Two albino lobsters found in Maine are some of many odd variations of the species to turn up recently.
Two lobstermen in Maine have caught a pair of rare albino lobsters within a week.
Bret Philbrick caught the crustacean off of Owls Head on Thursday and Joe Bates caught one off the Rockland breakwater days earlier.
Albino lobsters are believed to be about one in 100 million.
“The chances of catching an albino lobster is only one in 100 million,” announced the Lobster Institute at the University of Maine.
“That white is the rarest of all the lobster’s color mutations. You see all different shades of blue, yellow. I’ve seen blue. I think that’s the rarest one you can find”, added Alexandra Knight, from the Owls Head Lobster Company
The lobsters are in a crate at Owls Head Lobster Co. One of the lobsters will go to the Maine State Aquarium in Boothbay Harbor and the other to Brooks Trap Mill in Thomaston.

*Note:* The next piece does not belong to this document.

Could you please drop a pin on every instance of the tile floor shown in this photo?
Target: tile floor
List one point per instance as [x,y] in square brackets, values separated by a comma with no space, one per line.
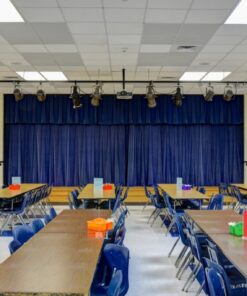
[151,271]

The lobsters are below the legal size, which normally means that they had to be returned to the ocean so they could mature for another one to two years but the Marine Patrol made an exception.
Bates also caught a one-in-30 million yellow lobster on Monday.

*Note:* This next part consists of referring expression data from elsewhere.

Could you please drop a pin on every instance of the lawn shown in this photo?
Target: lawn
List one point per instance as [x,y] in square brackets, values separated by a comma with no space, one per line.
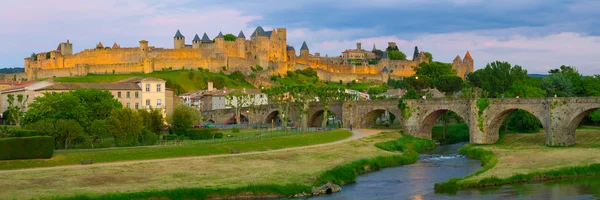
[527,153]
[299,166]
[74,157]
[177,78]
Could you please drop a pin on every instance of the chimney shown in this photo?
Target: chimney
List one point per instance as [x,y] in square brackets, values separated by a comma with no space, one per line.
[210,87]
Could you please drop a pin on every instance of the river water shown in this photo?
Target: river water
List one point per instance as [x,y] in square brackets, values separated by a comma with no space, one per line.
[416,182]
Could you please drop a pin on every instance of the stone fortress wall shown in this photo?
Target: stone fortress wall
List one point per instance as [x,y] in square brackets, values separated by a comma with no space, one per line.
[265,48]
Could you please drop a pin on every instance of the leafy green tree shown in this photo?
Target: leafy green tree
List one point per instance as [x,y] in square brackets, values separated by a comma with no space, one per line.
[126,126]
[449,84]
[497,77]
[577,86]
[396,55]
[434,70]
[183,118]
[152,120]
[429,56]
[558,84]
[96,130]
[16,109]
[229,37]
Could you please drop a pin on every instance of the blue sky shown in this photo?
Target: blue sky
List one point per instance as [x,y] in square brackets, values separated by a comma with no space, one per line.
[538,35]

Earlier this year, one lobsterman caught a calico lobster which sported bright orange and dark blue spots in New Hampshire. The lobster is the second rarest of lobsters, according to an Explore the Ocean World Oceanarium spokesperson. A bright yellow lobster, whose origin isn’t known, was also bought from a supermarket in Florida.

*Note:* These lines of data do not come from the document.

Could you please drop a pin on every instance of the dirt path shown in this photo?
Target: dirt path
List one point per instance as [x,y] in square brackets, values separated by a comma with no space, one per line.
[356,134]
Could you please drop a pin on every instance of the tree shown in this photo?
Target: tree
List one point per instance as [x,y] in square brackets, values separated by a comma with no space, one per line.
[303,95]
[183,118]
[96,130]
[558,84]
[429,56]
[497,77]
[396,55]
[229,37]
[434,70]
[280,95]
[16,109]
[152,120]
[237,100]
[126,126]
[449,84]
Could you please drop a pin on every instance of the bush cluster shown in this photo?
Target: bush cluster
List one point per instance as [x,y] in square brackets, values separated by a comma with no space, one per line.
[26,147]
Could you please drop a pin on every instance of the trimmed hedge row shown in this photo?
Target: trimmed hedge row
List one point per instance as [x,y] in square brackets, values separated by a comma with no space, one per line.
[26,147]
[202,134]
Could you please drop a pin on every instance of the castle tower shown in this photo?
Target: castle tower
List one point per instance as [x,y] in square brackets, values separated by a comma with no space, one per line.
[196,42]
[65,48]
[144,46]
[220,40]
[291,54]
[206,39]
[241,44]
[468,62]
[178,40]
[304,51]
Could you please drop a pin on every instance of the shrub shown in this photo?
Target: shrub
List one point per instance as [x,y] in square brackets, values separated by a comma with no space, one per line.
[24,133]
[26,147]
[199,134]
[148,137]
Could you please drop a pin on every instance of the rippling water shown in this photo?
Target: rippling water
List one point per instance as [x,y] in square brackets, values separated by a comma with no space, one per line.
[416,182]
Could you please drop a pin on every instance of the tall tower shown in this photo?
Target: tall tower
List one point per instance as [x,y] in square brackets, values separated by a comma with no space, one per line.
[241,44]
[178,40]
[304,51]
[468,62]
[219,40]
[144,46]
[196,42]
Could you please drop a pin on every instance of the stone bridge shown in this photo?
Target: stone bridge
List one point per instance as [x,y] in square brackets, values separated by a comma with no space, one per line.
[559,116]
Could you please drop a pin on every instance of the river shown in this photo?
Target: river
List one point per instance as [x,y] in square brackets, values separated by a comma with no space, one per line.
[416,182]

University of Maine’s Lobster Institute executive director Bob Bayer said that some unusual breeding may be happening if more similar-looking lobsters turn up in the area.
As for the lobsters caught this week, Bayer said he would like to see them stay around for a while and get fed food high in carotenoids, like crab and periwinkles. Such food will darken the shell, if they’re not albino.